Interventions/Methods: The sample of patients (n = 709) newly admitted to hospice home care in 2 hospices had designated family caregivers. The interdisciplinary teams (IDTs) caring for these dyads were randomly assigned to either experimental (n = 338) or control (n = 371) conditions. Data were collected from both groups of dyads using standardized assessments on admission and 1 week after each of the first 2 IDT meetings in which these dyads were discussed. The experimental intervention consisted of reporting data from the standardized assessments to the IDTs.
Results: Results showed improved patient depression (P < .001) as a result of the intervention and improvement in both groups in patients' quality of life (P < .001). No other patient outcomes (symptom distress, spiritual needs) or caregiver outcomes (depression, support, spiritual needs) were significantly different.
Conclusions: Assessment of depression added to usual care probably had an effect because it is not normally a focus of hospice staff. Hospice care was so good during the study that overall quality of life improved as a result of standard care and left little room for improvement in other variables.
Implications for Practice: Systematic assessment of depression is needed in hospice patients. No caregiver variables changed, which may indicate a need for a focus on caregivers.

Introduction


Patients near the end of life experience a variety of symptoms that cause distress, and family caregivers also are distressed and at risk for depression. Systematic assessment is a vital part of palliative care, but documentation confirming completion of systematic assessment in oncology and hospice settings is often inadequate or absent. Studies with cancer patients have demonstrated that improving assessment can improve pain outcomes, but these studies have not been conducted in hospice or palliative care settings and have focused only on pain.

Depression is common in cancer and underdiagnosed by health care providers, including in hospice. Providing feedback to professionals from standardized depression scales improves such detection.
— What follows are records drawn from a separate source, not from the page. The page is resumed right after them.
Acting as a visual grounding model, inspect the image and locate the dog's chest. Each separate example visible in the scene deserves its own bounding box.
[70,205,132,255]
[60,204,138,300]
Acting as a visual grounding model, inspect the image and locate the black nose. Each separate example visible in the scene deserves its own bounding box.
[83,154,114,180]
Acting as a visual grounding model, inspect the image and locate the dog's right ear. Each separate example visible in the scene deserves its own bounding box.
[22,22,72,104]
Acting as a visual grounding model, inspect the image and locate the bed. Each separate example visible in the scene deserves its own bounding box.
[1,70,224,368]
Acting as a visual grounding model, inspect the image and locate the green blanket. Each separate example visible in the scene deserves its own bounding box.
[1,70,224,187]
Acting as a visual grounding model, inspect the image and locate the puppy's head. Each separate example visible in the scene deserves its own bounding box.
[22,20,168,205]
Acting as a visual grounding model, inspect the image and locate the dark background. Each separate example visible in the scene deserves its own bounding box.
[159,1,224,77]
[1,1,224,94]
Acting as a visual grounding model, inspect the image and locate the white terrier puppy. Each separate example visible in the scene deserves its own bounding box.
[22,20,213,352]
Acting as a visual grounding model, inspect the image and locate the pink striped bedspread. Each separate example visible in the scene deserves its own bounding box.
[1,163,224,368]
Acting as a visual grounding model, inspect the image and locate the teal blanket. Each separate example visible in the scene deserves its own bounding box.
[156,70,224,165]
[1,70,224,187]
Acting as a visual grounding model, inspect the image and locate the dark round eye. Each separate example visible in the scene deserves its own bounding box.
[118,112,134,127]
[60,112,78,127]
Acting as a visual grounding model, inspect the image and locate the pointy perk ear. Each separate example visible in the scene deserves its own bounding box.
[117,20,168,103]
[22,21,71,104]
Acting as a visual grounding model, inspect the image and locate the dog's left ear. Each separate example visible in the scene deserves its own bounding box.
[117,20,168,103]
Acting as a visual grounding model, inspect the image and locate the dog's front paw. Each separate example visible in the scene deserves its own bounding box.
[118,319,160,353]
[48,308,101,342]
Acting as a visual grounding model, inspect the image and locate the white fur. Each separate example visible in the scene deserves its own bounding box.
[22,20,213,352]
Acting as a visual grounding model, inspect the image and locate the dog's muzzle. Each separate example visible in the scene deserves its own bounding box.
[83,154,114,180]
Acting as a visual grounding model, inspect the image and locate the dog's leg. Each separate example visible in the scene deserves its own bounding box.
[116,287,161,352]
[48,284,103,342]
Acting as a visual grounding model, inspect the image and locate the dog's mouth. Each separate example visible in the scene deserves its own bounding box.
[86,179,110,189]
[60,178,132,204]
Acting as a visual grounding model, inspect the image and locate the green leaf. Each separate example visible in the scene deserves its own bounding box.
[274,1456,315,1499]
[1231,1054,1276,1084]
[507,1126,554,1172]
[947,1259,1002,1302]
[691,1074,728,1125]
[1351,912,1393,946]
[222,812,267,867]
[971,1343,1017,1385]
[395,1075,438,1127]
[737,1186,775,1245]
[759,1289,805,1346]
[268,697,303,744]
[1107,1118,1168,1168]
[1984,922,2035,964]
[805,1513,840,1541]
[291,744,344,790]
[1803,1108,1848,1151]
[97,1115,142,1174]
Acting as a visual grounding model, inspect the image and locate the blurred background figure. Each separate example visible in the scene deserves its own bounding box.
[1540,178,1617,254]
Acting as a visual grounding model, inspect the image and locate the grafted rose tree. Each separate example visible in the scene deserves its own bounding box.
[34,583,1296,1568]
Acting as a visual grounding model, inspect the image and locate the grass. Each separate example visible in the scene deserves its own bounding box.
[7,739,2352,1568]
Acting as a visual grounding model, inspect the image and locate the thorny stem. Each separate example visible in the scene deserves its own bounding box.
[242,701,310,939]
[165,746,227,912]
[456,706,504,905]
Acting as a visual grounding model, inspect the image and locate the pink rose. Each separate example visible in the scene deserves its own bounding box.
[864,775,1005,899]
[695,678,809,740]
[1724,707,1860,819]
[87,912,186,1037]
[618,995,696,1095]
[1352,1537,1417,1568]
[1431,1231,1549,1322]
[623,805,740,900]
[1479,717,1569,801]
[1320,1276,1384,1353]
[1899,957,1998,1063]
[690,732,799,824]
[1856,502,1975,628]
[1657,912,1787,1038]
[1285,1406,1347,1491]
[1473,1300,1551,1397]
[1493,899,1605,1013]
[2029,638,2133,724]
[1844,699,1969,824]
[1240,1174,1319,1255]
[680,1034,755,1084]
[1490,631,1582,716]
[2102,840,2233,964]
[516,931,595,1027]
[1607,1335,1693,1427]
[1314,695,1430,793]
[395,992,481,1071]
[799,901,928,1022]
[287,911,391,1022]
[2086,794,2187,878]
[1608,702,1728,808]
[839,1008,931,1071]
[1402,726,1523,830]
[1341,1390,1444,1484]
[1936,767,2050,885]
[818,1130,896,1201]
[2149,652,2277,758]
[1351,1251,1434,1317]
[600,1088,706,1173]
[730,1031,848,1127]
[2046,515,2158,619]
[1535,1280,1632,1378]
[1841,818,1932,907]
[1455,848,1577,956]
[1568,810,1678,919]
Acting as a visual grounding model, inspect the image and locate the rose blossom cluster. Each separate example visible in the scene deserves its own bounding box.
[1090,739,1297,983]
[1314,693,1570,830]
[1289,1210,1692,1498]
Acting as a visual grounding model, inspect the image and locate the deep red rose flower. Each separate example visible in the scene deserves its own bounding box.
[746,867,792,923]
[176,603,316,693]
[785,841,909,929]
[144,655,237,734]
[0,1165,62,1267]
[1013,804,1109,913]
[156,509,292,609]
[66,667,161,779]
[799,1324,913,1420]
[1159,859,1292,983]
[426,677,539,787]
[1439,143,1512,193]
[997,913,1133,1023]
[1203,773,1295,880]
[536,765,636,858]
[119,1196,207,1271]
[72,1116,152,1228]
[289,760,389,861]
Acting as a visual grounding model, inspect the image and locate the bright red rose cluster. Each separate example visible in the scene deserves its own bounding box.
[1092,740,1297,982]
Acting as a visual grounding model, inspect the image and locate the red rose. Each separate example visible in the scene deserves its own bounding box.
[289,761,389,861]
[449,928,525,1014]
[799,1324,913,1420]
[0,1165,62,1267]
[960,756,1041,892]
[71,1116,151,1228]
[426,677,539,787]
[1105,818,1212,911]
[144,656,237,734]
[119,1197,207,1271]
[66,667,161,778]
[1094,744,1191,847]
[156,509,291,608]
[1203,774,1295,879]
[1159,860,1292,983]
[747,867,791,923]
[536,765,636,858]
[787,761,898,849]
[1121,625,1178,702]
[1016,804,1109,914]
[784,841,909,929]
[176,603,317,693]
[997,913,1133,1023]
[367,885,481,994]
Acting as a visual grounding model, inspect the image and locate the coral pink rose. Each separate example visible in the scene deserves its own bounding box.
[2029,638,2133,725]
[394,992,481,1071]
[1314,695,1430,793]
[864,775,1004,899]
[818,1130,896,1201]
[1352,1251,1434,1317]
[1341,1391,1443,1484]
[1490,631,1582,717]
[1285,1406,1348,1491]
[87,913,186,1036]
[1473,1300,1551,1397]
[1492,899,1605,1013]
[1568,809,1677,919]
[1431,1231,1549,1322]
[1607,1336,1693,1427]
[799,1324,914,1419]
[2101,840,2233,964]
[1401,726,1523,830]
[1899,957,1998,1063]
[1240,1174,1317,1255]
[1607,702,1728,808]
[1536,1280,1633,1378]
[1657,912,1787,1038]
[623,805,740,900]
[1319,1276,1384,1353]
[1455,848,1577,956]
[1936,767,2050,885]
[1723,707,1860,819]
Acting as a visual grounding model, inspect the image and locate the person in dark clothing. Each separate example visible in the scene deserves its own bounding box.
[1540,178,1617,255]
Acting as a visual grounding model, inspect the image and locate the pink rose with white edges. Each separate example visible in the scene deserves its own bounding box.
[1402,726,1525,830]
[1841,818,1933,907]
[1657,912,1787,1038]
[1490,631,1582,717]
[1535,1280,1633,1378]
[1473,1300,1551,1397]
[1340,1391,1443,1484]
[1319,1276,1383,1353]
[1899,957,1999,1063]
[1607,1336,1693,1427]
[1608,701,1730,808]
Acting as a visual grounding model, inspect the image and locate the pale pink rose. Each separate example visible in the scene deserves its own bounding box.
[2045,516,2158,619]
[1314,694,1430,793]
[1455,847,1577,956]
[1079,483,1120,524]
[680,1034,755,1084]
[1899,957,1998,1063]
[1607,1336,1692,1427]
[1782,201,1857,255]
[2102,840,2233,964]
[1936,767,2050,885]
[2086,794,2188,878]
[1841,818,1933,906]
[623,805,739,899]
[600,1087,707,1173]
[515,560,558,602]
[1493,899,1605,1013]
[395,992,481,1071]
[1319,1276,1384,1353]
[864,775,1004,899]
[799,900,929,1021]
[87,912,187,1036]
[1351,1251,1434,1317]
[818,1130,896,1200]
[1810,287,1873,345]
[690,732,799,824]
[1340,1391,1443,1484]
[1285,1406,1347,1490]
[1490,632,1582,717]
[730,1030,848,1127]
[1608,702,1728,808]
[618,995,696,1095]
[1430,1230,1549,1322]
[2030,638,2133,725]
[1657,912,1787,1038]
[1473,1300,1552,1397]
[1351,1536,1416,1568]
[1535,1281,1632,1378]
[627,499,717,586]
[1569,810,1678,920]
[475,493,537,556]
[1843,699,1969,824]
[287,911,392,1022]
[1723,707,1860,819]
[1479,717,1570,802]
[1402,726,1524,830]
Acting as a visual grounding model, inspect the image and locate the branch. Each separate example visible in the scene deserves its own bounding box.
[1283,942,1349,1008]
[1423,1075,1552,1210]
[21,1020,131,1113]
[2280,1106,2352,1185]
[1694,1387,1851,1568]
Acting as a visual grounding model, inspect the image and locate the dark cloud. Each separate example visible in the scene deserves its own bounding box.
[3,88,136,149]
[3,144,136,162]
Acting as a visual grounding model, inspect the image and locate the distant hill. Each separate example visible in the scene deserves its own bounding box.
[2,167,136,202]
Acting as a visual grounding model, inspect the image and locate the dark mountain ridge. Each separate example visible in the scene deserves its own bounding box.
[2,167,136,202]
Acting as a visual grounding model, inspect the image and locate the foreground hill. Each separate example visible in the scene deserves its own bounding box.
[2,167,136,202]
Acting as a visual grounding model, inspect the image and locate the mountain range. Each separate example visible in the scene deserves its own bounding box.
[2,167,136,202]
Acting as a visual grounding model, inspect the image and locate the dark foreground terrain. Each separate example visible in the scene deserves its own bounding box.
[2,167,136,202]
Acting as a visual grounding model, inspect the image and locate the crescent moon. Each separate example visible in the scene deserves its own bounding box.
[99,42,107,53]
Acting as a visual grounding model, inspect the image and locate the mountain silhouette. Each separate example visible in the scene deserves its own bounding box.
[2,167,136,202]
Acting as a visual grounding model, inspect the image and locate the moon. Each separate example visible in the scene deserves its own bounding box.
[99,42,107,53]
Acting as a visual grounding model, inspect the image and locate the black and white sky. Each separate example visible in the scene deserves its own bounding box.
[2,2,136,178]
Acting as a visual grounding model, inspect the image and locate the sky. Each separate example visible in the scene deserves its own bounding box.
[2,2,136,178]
Although there is little research about assessing depression in hospice patients, we have found in our local hospice that psychosocial assessments were missing the check-offs for depression about 75% of the time.

Attempts have been made to change care provider assessment behaviors, with mixed results. Traditional methods such as providing practice guidelines for physicians and physician conferences are generally ineffective in changing provider behavior without additional incentives or practice change interventions. One important component of effective clinical change models is providing quantitative data on important outcomes.

We provided an add-on to usual hospice care system assessment in an effort to enhance the usual process of care while not disrupting this care. The purpose of this study was to determine the efficacy of providing systematic feedback from standardized assessment tools for hospice patients and caregivers in improving hospice outcomes compared with the usual clinical practice. We hypothesized that patients and family caregivers who were cared for by members of interdisciplinary teams (IDTs) who received an enhanced assessment intervention would have significantly better outcomes compared with dyads from the teams that received only usual care.